Dallas-based Matador’s report seemingly ticked all the right boxes for shareholders. Production measured by oil equivalence, barrels of crude and million cubic feet of gas all exceeded guidance. Drilling, completion and equipment spending of $345.3 million came in at $15 million less than the guided midpoint between $330 million and $390 million. And midstream spending of $56.2 million was below the $60 million to $90 million allocated for the quarter.

Matador’s stock price was up 5% to $51.06/share from the earnings call to midday July 25.

“We continue our brick-by-brick program to pay down debt, so our debt level is now at a ratio of less than one,” Foran said. The company has also reduced its lease operating expenses mostly through efficiency.

The aim all along has been to increase production without cutting into free cash flow, he said.

“Not to do one at the expense of the other, but to work them in tandem,” Foran said. “If your production is going up, your cash flow needs to be going up.

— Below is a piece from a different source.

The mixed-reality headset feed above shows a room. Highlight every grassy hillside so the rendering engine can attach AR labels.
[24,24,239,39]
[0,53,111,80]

And if your cash flow is going up, spend it wisely on some production and drilling opportunities, but be careful to keep that strong balance sheet.”

Maintaining a strong balance sheet is the strategy Matador has employed to manage progress during turbulent times.

“More specifically, we believe we’re well positioned for the back half of the year with drilling opportunities, cash flow opportunities,” he said, adding that the company will increase its full-year guidance for 2026 both on oil production growth and cash flow.

“Obviously, this is a result of successes in the drilling program,” he said.

Matador is drilling 20 unique zones in the Delaware Basin, where Foran has spent most of his 40-year career.

“We consider that as a land of opportunity,” he said, adding that the firm’s holdings in Louisiana’s Cotton Valley Formation, located just north of the Haynesville, is also promising. Matador has 17,300 net acres completely held by production. Foran estimates that Matador has between 200 Bcf and 300 Bcf of gas to recover from the asset, once prices stabilize. Moreover, the formation has a direct path to the Gulf Coast for exporting LNG.